Il Comitato delle frazioni impegnato contro la discarica
GAMBOLO'.Il problema discarica è al centro dell'attenzione. Molti cittadini si sono riuniti alla frazione Belcreda per discutere del progetto, con l'intenzione di decidere le iniziative per contrastarlo. Il coordinamento delle attività è stato affidato al «Comitato delle frazioni per l'ambiente» presieduto da Gianantonio Marchi e che ha già al suo attivo diverse battaglie sul territorio contro l'inquinamento ambientale. Inoltre, è stato deciso di consultarsi con l'avvocato Andrea Costa responsabile delle attività giuridiche di Legambiente per la provincia di Pavia.

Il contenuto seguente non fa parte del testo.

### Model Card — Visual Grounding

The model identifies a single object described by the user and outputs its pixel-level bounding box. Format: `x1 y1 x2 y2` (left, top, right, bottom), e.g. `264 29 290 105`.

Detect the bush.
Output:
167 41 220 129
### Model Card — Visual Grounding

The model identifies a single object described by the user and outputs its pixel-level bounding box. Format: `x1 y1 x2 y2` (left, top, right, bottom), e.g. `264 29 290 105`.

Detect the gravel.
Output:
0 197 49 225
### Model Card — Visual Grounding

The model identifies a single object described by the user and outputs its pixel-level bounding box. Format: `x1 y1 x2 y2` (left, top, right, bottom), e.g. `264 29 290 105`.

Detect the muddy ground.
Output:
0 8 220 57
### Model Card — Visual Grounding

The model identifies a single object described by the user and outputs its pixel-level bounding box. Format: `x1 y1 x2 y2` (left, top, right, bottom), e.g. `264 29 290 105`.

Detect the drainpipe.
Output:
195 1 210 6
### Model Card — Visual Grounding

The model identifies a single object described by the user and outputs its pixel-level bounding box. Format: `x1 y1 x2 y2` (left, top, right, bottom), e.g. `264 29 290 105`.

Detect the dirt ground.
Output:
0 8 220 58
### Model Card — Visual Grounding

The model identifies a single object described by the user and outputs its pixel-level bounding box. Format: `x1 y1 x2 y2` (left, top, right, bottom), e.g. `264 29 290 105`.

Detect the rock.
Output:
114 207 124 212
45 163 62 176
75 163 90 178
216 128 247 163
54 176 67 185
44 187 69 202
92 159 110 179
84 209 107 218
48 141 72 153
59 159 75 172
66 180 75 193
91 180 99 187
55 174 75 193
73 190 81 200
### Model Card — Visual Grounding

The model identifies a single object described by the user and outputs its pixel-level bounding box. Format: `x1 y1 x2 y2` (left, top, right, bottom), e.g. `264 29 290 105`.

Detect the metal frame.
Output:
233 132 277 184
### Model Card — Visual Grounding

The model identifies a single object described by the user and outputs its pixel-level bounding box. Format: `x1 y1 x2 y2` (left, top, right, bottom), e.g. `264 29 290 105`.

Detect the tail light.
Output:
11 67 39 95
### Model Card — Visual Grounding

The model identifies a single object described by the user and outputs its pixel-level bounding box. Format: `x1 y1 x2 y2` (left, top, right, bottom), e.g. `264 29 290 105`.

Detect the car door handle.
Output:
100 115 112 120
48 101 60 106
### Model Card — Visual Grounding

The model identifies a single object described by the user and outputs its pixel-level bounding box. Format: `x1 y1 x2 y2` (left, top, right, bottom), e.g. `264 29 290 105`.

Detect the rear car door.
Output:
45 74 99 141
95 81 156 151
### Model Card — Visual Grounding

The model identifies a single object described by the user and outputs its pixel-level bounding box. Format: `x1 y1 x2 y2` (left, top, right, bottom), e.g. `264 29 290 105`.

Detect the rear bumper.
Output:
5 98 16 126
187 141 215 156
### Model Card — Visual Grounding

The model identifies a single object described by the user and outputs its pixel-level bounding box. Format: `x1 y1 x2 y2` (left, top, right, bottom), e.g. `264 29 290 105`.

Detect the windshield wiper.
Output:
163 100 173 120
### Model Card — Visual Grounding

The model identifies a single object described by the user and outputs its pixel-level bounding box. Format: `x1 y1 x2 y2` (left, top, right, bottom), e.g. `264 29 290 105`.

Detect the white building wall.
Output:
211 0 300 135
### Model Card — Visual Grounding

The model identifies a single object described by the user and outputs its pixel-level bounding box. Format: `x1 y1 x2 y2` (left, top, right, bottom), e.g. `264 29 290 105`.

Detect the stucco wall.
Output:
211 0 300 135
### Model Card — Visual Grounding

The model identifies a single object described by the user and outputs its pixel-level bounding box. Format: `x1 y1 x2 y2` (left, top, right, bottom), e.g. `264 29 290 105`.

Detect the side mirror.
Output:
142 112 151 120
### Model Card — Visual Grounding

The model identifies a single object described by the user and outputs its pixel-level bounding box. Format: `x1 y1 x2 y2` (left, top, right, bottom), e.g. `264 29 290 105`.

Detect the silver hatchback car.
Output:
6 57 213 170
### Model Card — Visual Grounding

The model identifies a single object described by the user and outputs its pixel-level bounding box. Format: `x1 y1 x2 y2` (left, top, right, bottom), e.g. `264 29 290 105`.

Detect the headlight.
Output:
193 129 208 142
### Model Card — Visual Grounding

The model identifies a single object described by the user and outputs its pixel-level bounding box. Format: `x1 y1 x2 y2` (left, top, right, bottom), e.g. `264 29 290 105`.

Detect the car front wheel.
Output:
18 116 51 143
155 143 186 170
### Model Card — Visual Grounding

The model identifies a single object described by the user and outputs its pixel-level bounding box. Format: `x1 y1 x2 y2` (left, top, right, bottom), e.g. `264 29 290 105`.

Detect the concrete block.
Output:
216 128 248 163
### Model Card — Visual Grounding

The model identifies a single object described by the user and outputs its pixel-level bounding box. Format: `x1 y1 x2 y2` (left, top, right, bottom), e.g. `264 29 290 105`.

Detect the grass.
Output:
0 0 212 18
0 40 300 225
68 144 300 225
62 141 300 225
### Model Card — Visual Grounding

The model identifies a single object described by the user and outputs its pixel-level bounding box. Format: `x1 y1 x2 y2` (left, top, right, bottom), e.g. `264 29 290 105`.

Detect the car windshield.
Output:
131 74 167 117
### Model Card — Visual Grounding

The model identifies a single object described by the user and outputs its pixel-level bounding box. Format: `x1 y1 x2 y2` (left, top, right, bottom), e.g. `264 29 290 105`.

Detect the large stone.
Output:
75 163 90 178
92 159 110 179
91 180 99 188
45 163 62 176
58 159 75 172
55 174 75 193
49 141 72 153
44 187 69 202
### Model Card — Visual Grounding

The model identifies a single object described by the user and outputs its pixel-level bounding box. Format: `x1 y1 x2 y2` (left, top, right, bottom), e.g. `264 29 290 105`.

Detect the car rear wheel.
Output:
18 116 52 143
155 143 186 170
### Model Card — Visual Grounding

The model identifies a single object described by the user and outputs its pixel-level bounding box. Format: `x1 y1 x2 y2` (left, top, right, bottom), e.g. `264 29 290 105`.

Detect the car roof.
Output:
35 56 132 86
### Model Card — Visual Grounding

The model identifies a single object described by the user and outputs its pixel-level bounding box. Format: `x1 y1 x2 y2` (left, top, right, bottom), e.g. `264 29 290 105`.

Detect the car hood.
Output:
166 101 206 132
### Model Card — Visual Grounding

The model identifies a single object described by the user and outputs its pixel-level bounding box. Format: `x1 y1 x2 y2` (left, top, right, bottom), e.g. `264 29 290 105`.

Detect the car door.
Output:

«Le iniziative dovranno sensibilizzare i cittadini residenti non solo alla Belcreda e a Gambolò - spiega il vicepresidente del Comitato, Lino Morandotti - ma anche coinvolgere i Comuni limitrofi interessati dai notevoli danni ambientali e non solo, causati dalla eventuale realizzazione della discarica». Inoltre si organizzeranno incontri pubblici cui sarà invitato il sindaco Francesco Marinone e i consiglieri di Gambolò, ma anche gli amministratori dei Comuni vicini, i rappresentanti politici provinciali e regionali, per discutere di tutte le ragioni che fanno ritenere la realizzazione di un nuovo impianto di stoccaggio rifiuti nella ex cava Rotango di Belcreda, oggi Cava Portalupa, uno scempio ambientale. Il capogruppo della Lista civica di censtrosinistra, Luciano Saino, richiama il contenuto delle norme tecniche di attuazione della variante generale al Piano territoriale di coordinamento del parco del Ticino: «All'articolo 11, quando si parla di aree degradate da recuperare, alla scheda 62 si dice testualmente che la sistemazione geomorfologica dell'area dovrà essere funzionale alla finalità naturalistica. L'eventuale riempimento del bacino andrà condotto esclusivamente con materiale naturale controllato. Non significa realizzare in quella zona una discarica di alcun genere. Anzi, come ho già indicato nella mia mozione il termine di recupero ambientale indicato dal piano va inteso come un intervento volto ad integrare e a razionalizzare i processi di rinaturalizzazione in atto nella zona».